Terör örgütü PKK'nın söylemleriyle benzer bir dil kullanan Thunberg, Türkiye'yi de Kürtlere katliam yapmakla suçladı.
PKK'nın terör faaliyetlerinden hiç bahsetmeyen Thunberg, paylaşımında Doğu Anadolu bölgesini
"Kuzey Kürdistan"
olarak nitelendirerek şu skandal ifadelere yer verdi;
"Son zamanlarda Kuzey Kürdistan'da seyahat ediyordum ve her türlü geçmişe sahip Kürt insanlarıyla tanıştım. Karşı karşıya kaldıkları mevcut sistematik baskı ve zulmün sayısız hikayesini anlattılar - özellikle Türk devletinden - ve katliamlarla dolu bir tarih. Doğanın tahribi ve sömürülmesi - yasadışı orman kesimleri, madencilik şirketleri için bölgelerin feda edilmesi ve yangınlar gibi - Kürtlere karşı devam eden saldırıların bir parçası olarak kullanılan birçok araçtan biridir. Bu genellikle yerel toplulukların ve biyolojik çeşitliliğin tahribatına ve zorla yerinden edilmeye yol açar. Kültür ve kimliğin silinmesi, devlet şiddeti, siyasi tutuklular, zorla yerinden edilme, ekolojik soykırımlar ve kayıplar, insanların günlük hayatta karşılaştıkları ayrımcılığın yanı sıra kendi kaderini tayin etme ve özgürlük haklarının reddedilmesine dair sadece birkaç örnektir.

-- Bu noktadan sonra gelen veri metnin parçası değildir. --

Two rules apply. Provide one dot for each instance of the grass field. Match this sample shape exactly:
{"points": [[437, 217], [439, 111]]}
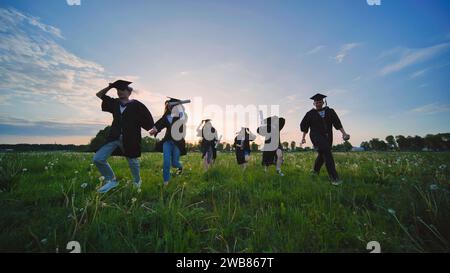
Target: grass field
{"points": [[401, 200]]}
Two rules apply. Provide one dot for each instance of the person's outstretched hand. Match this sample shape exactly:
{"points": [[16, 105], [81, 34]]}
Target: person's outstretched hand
{"points": [[345, 136], [153, 131]]}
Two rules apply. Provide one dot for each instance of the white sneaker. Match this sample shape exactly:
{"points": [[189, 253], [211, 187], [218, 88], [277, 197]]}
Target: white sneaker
{"points": [[108, 186], [336, 182], [138, 184]]}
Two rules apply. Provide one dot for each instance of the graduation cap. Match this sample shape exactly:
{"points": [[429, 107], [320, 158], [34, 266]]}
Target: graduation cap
{"points": [[122, 85], [318, 97]]}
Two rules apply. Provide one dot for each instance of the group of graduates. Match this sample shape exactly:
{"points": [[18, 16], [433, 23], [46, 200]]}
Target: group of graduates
{"points": [[129, 116]]}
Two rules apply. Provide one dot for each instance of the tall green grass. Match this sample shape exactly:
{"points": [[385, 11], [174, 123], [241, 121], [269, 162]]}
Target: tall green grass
{"points": [[398, 199]]}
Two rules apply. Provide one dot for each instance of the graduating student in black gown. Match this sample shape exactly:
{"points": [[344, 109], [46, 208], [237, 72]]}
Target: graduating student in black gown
{"points": [[320, 122], [242, 146], [124, 138], [173, 144], [272, 150], [208, 144]]}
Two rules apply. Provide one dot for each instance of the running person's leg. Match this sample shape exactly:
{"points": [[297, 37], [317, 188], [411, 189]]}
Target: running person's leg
{"points": [[103, 166], [279, 154], [167, 152]]}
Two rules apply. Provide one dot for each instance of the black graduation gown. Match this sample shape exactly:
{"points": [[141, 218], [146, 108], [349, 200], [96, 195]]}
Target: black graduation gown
{"points": [[270, 156], [240, 151], [205, 144], [129, 124], [164, 123], [321, 128]]}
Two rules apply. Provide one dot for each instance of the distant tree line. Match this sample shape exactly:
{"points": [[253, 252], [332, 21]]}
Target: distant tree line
{"points": [[438, 142]]}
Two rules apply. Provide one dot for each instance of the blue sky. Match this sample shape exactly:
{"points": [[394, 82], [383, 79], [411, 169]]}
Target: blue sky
{"points": [[385, 68]]}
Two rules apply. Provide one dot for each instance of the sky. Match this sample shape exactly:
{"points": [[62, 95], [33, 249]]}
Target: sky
{"points": [[385, 68]]}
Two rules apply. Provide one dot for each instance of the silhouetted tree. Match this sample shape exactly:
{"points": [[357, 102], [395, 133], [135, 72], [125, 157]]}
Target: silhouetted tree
{"points": [[391, 142]]}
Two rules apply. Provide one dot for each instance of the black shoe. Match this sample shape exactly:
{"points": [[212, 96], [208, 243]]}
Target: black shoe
{"points": [[336, 182]]}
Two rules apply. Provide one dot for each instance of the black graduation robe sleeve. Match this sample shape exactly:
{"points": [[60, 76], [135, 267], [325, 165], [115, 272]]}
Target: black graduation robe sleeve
{"points": [[335, 120], [161, 123], [108, 104], [145, 117], [305, 124]]}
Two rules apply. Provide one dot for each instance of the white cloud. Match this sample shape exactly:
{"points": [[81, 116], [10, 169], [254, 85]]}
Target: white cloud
{"points": [[410, 57], [432, 108], [419, 73], [343, 52], [36, 70], [315, 50]]}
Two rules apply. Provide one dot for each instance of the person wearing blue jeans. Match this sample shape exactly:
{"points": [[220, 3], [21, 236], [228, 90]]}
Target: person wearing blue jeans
{"points": [[173, 144], [105, 169], [124, 138], [171, 157]]}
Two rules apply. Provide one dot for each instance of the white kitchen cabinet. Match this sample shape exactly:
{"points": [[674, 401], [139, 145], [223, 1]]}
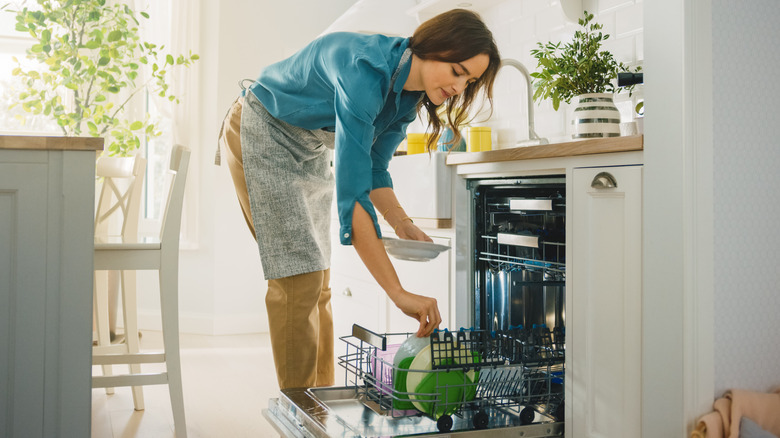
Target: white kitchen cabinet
{"points": [[47, 193], [604, 314]]}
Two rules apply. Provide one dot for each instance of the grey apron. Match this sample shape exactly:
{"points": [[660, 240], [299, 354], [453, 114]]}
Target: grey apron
{"points": [[290, 185]]}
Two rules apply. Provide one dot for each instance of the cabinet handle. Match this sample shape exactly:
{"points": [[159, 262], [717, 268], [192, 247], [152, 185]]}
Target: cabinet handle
{"points": [[604, 180]]}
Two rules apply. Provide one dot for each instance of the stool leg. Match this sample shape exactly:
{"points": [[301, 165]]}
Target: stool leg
{"points": [[100, 300], [130, 314], [169, 304]]}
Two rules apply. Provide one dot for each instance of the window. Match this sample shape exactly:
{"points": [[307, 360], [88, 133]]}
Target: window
{"points": [[158, 29]]}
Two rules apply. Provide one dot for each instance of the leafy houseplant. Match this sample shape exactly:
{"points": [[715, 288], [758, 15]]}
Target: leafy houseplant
{"points": [[91, 58], [577, 67]]}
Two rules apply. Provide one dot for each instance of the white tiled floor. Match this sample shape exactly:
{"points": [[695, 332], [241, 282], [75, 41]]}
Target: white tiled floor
{"points": [[227, 382]]}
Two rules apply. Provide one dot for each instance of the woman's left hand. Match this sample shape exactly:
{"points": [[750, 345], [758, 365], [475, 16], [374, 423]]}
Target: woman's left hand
{"points": [[409, 231]]}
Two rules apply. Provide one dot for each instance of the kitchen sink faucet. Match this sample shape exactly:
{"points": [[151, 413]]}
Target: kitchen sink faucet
{"points": [[533, 138]]}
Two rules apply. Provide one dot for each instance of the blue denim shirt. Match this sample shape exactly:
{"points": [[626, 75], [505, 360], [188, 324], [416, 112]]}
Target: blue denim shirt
{"points": [[342, 82]]}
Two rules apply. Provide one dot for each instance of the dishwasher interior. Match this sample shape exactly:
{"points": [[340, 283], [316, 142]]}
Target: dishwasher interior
{"points": [[479, 384]]}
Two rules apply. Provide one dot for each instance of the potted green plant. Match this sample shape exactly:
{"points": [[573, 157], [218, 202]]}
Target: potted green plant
{"points": [[90, 60], [582, 71]]}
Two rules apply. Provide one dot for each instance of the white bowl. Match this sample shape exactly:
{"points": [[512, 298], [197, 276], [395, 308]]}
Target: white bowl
{"points": [[413, 250]]}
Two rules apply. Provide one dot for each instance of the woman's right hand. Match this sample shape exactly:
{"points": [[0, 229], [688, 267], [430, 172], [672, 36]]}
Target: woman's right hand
{"points": [[424, 309]]}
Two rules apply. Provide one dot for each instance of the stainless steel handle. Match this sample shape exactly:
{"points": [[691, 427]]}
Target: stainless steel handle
{"points": [[604, 180], [530, 204], [518, 240]]}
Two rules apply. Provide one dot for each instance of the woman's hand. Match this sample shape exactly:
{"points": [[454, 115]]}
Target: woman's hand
{"points": [[371, 250], [408, 230], [423, 309]]}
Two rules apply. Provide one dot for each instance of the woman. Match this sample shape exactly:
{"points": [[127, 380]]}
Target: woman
{"points": [[355, 94]]}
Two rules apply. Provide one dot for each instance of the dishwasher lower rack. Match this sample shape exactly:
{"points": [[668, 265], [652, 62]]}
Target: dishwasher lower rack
{"points": [[486, 378]]}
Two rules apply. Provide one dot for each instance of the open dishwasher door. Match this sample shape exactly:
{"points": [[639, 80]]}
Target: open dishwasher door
{"points": [[506, 399]]}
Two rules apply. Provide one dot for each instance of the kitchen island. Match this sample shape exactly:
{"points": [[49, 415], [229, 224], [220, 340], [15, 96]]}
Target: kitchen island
{"points": [[47, 196]]}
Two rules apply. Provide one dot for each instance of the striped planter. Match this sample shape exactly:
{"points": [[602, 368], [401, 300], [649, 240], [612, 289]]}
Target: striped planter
{"points": [[595, 115]]}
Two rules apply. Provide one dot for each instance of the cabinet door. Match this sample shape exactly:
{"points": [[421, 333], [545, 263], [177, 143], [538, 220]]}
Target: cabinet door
{"points": [[23, 251], [604, 327]]}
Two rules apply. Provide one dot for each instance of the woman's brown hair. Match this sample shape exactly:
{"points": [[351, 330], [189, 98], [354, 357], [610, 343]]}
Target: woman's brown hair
{"points": [[455, 36]]}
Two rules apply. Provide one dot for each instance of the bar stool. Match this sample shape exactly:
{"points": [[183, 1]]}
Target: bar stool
{"points": [[161, 255]]}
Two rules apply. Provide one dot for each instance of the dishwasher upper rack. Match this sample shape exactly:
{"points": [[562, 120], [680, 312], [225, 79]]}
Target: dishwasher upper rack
{"points": [[518, 372]]}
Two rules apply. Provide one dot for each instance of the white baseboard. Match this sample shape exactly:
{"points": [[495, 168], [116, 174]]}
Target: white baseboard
{"points": [[207, 324]]}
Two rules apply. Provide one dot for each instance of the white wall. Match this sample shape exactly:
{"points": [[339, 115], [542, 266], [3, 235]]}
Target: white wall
{"points": [[746, 200]]}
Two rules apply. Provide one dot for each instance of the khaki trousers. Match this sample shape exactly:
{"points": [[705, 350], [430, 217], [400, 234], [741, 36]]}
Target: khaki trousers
{"points": [[299, 310]]}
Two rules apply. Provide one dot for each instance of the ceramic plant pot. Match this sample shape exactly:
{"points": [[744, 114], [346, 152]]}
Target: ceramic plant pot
{"points": [[595, 115]]}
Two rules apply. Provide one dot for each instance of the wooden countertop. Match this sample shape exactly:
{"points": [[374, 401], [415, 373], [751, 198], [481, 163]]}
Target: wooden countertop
{"points": [[577, 147], [51, 143]]}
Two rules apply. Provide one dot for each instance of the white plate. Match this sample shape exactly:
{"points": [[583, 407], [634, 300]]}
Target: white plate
{"points": [[413, 250]]}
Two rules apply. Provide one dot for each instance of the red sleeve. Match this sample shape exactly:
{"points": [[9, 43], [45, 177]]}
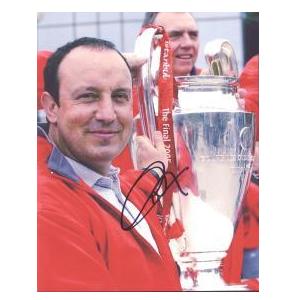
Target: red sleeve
{"points": [[68, 259]]}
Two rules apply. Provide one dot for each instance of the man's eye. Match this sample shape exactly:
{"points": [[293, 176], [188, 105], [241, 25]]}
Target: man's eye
{"points": [[175, 34], [193, 34], [120, 97], [89, 97]]}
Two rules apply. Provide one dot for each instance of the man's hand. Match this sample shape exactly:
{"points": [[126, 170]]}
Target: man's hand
{"points": [[148, 153]]}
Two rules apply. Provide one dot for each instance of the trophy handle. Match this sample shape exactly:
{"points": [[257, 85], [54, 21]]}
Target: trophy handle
{"points": [[221, 58], [146, 46]]}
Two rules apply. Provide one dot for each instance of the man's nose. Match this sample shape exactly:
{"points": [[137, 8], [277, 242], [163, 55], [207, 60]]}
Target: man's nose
{"points": [[105, 109], [186, 40]]}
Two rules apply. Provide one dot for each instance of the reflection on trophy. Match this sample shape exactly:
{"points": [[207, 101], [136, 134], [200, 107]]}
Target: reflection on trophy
{"points": [[215, 139], [220, 146]]}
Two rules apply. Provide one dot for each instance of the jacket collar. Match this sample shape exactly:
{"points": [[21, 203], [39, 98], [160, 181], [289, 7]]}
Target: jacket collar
{"points": [[57, 161]]}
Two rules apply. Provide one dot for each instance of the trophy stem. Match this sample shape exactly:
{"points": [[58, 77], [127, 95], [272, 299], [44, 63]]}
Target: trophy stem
{"points": [[198, 274]]}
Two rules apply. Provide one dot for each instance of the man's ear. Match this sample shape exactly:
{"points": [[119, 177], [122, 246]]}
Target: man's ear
{"points": [[50, 107]]}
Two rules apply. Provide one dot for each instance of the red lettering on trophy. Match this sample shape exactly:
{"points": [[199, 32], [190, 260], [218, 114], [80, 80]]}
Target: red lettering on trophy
{"points": [[165, 64], [165, 112]]}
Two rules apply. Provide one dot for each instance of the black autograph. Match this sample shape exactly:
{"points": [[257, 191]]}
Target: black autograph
{"points": [[160, 188]]}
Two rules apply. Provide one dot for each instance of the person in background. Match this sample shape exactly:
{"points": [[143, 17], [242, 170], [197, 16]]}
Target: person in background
{"points": [[81, 196], [42, 57], [242, 261], [184, 41]]}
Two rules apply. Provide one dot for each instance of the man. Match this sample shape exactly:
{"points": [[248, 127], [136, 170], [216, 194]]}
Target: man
{"points": [[184, 39], [81, 200]]}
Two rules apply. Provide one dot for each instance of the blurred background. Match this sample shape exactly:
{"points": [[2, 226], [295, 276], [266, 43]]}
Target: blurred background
{"points": [[121, 28]]}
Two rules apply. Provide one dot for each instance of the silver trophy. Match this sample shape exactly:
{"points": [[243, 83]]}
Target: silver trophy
{"points": [[215, 139], [218, 141], [145, 123]]}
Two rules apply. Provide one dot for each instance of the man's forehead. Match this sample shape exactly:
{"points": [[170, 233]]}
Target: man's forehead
{"points": [[176, 21], [86, 57]]}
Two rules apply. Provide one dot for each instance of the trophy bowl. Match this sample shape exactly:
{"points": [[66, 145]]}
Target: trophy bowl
{"points": [[218, 147]]}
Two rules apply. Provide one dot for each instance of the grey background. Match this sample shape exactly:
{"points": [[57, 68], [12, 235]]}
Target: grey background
{"points": [[57, 28]]}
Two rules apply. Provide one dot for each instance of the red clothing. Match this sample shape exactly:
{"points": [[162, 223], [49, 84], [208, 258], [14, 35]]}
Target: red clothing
{"points": [[246, 236], [81, 245], [249, 80]]}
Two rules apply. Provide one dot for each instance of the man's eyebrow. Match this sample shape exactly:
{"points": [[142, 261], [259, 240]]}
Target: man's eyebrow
{"points": [[82, 89]]}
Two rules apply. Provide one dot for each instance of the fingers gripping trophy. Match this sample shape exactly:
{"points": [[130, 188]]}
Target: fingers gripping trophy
{"points": [[214, 138]]}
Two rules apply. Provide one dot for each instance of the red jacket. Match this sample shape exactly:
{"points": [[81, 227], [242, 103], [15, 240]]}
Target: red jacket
{"points": [[81, 245]]}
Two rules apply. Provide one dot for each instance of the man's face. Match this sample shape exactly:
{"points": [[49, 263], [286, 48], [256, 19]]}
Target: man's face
{"points": [[94, 119], [184, 40]]}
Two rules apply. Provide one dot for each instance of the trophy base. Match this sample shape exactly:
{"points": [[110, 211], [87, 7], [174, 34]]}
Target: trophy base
{"points": [[204, 275]]}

"Kürdistan'a yönelik vahşi saldırılar sona erdirilmelidir"
Türkiye'de gerçek dayanışma köprüleri kurmak için Kürt bölgeleri için özerklik ve özyönetim esastır. Kürt halkı kendi hayatlarını, kültürlerini ve topluluklarını şekillendirme hakkını hak ediyor. Türkiye, Kürtler ve diğer azınlık gruplarına yönelik tutumunu, haklarını anayasaya koyarak netleştirmelidir. Hükümet, siyasi muhaliflerini susturmak için bir bahane olarak "terörizm"i kullanmaya devam ediyor. On binlerce siyasi olarak aktif birey adil yargılanmadan hapiste kalmaya devam ediyor. AİHM, BM ve Af Örgütü gibi uluslararası örgütler bunu kınadı ve serbest bırakılmaları çağrısında bulundu.
Sürdürülebilir bir barış ve adil bir gelecek için Kürtlerin özgürlük ve özerklik haklarına saygı gösterilmeli, Kürdistan'a yönelik vahşi saldırılar sona erdirilmelidir. Herkes özgür olmadıkça kimse özgür değildir. Bijî Kürdistan!"